Investing.com - Gold futures rose to the highest level in two weeks on Wednesday, while silver and copper surged as the U.S. dollar came under heavy selling pressure after U.S. lawmakers managed to push through a last-minute budget deal, thus averting the effects of the fiscal cliff.
On the Comex division of the New York Mercantile Exchange, gold futures for February delivery traded at USD1,692.85 a troy ounce during U.S. morning trade, up 1% on the day.
Prices rose by as much as 1.2% earlier in the session to hit a daily high of USD1,695.35 a troy ounce, the strongest level since December 18.
Gold prices were likely to find support at USD1,652.75 a troy ounce, the low from December 24 and near-term resistance at USD1,704.35, the high from December 18.
Elsewhere on the Comex, silver for March delivery soared 3.9% to trade at USD31.40 a troy ounce, while copper for March delivery rallied 2.75% to trade at USD3.753 a pound.

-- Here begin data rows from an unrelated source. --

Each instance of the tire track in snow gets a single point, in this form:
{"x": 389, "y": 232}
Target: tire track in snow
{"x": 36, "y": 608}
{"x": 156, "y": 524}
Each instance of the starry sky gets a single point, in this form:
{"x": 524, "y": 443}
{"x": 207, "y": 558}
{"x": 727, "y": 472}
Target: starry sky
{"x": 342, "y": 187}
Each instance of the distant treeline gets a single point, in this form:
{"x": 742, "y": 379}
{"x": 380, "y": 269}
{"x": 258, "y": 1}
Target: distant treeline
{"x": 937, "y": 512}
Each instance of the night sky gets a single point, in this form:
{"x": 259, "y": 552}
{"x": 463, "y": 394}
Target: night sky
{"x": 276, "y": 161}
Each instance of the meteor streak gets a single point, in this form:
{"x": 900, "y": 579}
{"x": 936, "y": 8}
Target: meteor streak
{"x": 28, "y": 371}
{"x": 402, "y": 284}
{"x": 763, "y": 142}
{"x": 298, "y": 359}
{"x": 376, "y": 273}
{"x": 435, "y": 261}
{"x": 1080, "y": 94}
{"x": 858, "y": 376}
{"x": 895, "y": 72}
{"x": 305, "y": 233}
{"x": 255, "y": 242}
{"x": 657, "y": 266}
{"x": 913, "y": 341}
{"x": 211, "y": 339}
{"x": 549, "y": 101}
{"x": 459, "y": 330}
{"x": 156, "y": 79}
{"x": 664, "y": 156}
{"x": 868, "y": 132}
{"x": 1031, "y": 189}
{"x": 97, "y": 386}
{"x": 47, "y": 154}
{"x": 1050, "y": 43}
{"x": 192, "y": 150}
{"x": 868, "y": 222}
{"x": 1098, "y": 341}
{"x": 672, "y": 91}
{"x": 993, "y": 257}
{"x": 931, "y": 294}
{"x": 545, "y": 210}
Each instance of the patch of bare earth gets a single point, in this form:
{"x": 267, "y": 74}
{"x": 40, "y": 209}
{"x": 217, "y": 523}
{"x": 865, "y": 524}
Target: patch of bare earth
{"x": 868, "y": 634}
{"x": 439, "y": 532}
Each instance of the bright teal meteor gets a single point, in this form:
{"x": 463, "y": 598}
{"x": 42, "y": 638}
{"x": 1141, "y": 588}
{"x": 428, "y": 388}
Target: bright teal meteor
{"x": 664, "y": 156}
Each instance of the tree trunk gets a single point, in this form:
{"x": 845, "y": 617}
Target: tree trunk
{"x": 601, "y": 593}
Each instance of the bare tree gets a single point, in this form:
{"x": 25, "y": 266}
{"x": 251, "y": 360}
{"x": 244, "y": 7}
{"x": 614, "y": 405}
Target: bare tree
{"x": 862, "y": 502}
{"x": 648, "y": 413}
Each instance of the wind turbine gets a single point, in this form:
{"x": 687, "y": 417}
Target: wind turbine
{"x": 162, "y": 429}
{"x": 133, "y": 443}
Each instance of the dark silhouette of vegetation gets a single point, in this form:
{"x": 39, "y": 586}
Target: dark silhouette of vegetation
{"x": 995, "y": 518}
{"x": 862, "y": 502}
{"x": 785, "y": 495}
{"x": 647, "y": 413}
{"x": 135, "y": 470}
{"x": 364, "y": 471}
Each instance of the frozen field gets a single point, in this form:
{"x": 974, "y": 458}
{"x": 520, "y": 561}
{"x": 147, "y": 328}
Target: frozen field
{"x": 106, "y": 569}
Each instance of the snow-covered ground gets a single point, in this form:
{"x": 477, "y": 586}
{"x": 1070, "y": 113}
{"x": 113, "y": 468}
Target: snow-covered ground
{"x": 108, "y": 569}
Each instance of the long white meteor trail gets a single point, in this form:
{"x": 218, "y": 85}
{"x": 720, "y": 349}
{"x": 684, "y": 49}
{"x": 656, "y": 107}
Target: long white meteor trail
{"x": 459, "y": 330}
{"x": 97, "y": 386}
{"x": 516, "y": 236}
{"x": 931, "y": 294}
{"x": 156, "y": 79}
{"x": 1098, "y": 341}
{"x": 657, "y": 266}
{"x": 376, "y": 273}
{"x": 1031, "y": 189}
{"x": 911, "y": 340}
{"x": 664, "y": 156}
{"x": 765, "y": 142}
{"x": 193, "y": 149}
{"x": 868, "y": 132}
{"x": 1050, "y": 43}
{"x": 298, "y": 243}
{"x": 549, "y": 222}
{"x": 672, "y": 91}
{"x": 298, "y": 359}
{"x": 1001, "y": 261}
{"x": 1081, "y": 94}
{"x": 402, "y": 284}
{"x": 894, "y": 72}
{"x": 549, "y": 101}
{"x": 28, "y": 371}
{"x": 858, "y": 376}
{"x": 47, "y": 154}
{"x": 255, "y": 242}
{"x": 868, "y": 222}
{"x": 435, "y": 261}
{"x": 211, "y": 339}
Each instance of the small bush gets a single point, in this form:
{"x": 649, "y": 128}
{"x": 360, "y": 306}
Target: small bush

The U.S. House of Representatives voted Tuesday night in favor of a deal to avert the fiscal cliff, blocking a series of looming tax increases and spending cuts that could have pushed the U.S. economy back into a recession.
The final vote tally was 257 to 167. The passage came after the Senate approved the measure by a large majority of 89-8 early Tuesday morning.
The bill, which raises taxes for the wealthy and delays spending cuts for two months, now heads to the White House, where President Barack Obama is expected to sign it into law.
Metal prices remained higher after data showed that manufacturing activity in the U.S. expanded at a faster rate than expected in December.
The Institute for Supply Management said its index of purchasing managers rose to 50.7, up from 49.5 in November, compared to expectations for a reading of 50.3.
The rally also followed official data Tuesday showing that China's manufacturing Purchasing Managers' Index expanded for the third consecutive month in December.
The PMI held steady at 50.6 last month, above the 50.0-point mark that indicates an improvement in activity.
Weakness in the U.S. dollar provided further support. The dollar index, which tracks the performance of the greenback against a basket of six other major currencies, was down 0.4% to trade at 79.56, close to a two-week low.
Dollar-denominated commodity contracts tend to rise when the dollar falls, as it makes them cheaper for buyers in other currencies.
Metal traders are now looking ahead to Friday's highly-anticipated data on U.S. nonfarm payrolls, as investors attempt to gauge the strength of the country's economic recovery.
Any improvement in the U.S. economy could scale back expectations for further easing from the Federal Reserve.